Option two, my second choice, is purely cost driven. Putting new machines into the Omaha center would cut processing time by an average of about four relative to the existing system, provide about eight times the burstable bandwidth for customers, and end up costing the company less than half what it pays out for data center operations now.
Equally importantly, the impact on customers is muted: internet customers don't typically care where the service is, and courier customers mostly wouldn't care because they tend to ship data from field offices, not head offices.
Unfortunately for my line of thinking here the business founder (and still majority owner) won't consider this - and the idea of moving processing without moving the company and its people strikes me as a plan to end the business badly: with some customer's confidential data falling into hands that aren't supposed to get it.
Option three is popular with some of the key players, but is a bet on the future being the past - and how often has that happened in anything IT related?
To complicate matters, the company has one competitor offering much the same service for roughly the same money (not how they see it, of course :) ), everybody's tight for cash, and volumes went through the floor last year when the boom died - so even casting internet transfers as an optional new, and premium, service has its risks.
What's needed for this decision is a nice, clear, way to quantify the relative risks of each approach - and that's where I'm stumped. I can argue a strong case for either the pro or con on each of these three options - but risk numbers I haven't got; and risk numbers are what I need.

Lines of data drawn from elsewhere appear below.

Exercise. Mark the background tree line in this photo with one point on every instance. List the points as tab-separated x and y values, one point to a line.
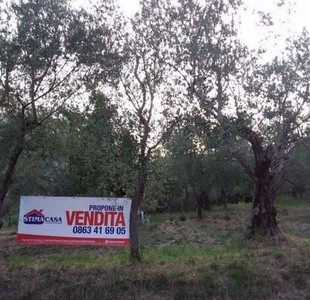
169	108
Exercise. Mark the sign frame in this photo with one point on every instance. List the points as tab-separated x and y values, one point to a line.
74	221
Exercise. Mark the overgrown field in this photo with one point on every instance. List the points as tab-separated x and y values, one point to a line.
182	258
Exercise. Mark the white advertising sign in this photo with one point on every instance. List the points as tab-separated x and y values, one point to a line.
74	220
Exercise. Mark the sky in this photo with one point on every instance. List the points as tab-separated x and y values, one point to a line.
290	18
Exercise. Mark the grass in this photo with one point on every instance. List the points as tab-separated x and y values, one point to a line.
182	258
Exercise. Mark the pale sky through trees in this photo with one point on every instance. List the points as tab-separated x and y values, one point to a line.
289	18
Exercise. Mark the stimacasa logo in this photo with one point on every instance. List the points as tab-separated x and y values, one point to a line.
36	217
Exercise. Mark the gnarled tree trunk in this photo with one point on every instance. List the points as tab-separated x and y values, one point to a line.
267	176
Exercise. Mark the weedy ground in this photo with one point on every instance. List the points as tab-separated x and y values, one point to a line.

Ever see a cartoon in which the hero flies off a cliff or a building and floats serenely in the air before discovering the lack of support and plummeting down? That's me on this issue: serenely confident in the opinion that business change is the way to go, but entirely without a leg to stand on. Duh, anybody got any ideas? Real data on leaks from out-sourced versus hugged systems that take system complexity and change into account? How about real data on changing the business model to keep up with IT changes? How about just real data on the speed and reliability of large file exchange across the internet?